Trump accuses Twitter, social media of 'discrimination' against right

Trump accuses Twitter, social media of 'discrimination' against right
US President Donald Trump said Twitter and other social media are discriminating against conservatives on Tuesday, as the world grieves for victims of the New Zealand mosque attacks.
3 min read
19 March, 2019
US President Donald Trump made the remarks on Twitter [Getty]
Twitter and other social media are discriminating against conservatives, US President Donald Trump charged on Tuesday.

"It seems to be if they are conservative, if they are Republicans, in a certain group, there is discrimination. I see it on Twitter and Facebook," Trump said at a joint press briefing with his Brazilian counterpart Jair Bolsonaro.

Earlier in the day Trump expressed similar complaints on Twitter where, despite his allegations of bias, he himself has 59 million followers.

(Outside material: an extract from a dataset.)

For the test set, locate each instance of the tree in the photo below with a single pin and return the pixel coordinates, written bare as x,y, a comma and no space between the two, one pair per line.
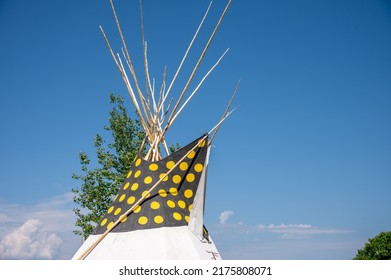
100,184
377,248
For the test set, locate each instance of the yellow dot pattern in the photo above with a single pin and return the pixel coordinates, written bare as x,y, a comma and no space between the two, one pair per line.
169,204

The remarks came amid global outrage over the killing of at least 50 people that were murdered during an attack on two mosques in New Zealand's Christchurch.

Brenton Tarrant, a 28-year-old Australian far-right extremist, was been charged with murder over the worst modern-day massacre in New Zealand.

In a rambling manifesto, the gunman had said he was motivated partly by a desire to stoke a violent response from Muslims and a religious war between Islam and the West. He also described President Trump as "a symbol of renewed white identity".

On Saturday, Trump denied that white nationalism was a rising threat around the world, just hours after the racist and Islamophobic massacre in New Zealand.

Trump expressed sympathy along with most international leaders for the victims who died at "places of worship turned into scenes of evil killing", but declined to join expressions of mounting concern about white nationalism. 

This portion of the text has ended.